Entry-level sports jobs are sometimes the only way to get your candidate’s foot in the door in the sports industry. To choose the one that suits your candidate best, you must know where your candidate stands in terms of skills and competencies.
The National Association of Colleges and Employers’ (NACE) Job Outlook 2016 Spring Update survey found that employers want specific skills they find critical to a candidate’s career readiness. Based on this list, ensure that your candidate’s resume highlights their critical thinking and problem solving skills, professionalism and work ethic, teamwork, and communication skills.
These soft skills are important to success in finding entry-level sports jobs and continuing your professional development.
The following 4 entry-level sports jobs are predicted to be among the highest demand jobs in the sports industry in 2017.

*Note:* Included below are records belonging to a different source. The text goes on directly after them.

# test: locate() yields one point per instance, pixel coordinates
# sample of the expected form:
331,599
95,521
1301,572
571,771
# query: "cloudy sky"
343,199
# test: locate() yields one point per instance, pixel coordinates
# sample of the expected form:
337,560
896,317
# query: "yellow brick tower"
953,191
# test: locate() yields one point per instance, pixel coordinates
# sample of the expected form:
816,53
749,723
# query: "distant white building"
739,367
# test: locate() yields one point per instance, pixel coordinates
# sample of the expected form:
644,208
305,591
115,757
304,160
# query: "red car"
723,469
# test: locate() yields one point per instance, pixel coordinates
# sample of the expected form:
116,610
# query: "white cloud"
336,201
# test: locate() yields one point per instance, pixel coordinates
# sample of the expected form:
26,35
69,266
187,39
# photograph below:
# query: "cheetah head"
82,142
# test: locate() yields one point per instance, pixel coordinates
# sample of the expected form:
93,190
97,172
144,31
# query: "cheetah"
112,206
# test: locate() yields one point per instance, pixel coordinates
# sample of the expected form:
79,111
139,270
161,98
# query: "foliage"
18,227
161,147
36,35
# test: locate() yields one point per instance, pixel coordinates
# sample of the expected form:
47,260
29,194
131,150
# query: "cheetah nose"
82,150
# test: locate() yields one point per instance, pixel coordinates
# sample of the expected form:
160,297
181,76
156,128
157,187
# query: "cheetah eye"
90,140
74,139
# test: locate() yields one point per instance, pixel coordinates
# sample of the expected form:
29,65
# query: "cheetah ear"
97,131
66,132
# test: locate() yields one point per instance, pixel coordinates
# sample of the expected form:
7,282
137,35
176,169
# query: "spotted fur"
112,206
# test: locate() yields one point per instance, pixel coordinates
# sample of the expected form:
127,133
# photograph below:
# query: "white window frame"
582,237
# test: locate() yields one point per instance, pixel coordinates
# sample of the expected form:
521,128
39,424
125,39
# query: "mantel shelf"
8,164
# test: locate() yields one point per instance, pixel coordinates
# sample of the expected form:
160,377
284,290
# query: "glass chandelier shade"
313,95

If your candidate has interest in becoming the next Bill Walsh or Don Shula, make sure they have an applicable undergraduate degree. The best degrees towards getting an entry-level interview include education, sports science, business administration, statistics, and athletic coaching education, among others.
Candidates with a graduate degree and graduate assistant experience also have a competitive advantage towards getting hired in this industry. Entry-level sports coaching jobs are looking for candidates with communication and listening skills and a willingness to learn.
Communicate to your candidate that their passion will fuel professional networking, which is their best method of finding a position.
While the median salary for graduate assistants is usually low, around $20,000, according to PayScale, the business and sports knowledge, the hands-on work experience, and professional networking is invaluable for future sports coaching jobs.
Sports sales jobs are ideal for those who want to learn the ins and outs of how the sports industry operates and understand how revenue is generated. Sports sales jobs can include sales assistant for a television, radio, or other sports media company. Other options are sales coordinator, sales representative or associate, account coordinator and manager, department director, and other positions related to client services.
At $36,000 per year, which is the average salary according to PayScale, a sales assistant can earn a decent living wage, despite the entry-level position.
If your candidate is interested in introducing and promoting goods or services in the sports industry, recommend sports marketing jobs.
Many are interested in getting their feet wet in a marketing coordinator position. Here, your candidate will have a hand in developing campaigns, creating presentations, brainstorming brand messaging ideas, and managing digital properties. Since this role involves a lot of research, brand development, social media management, content management, and many other facets, the growth potential is high.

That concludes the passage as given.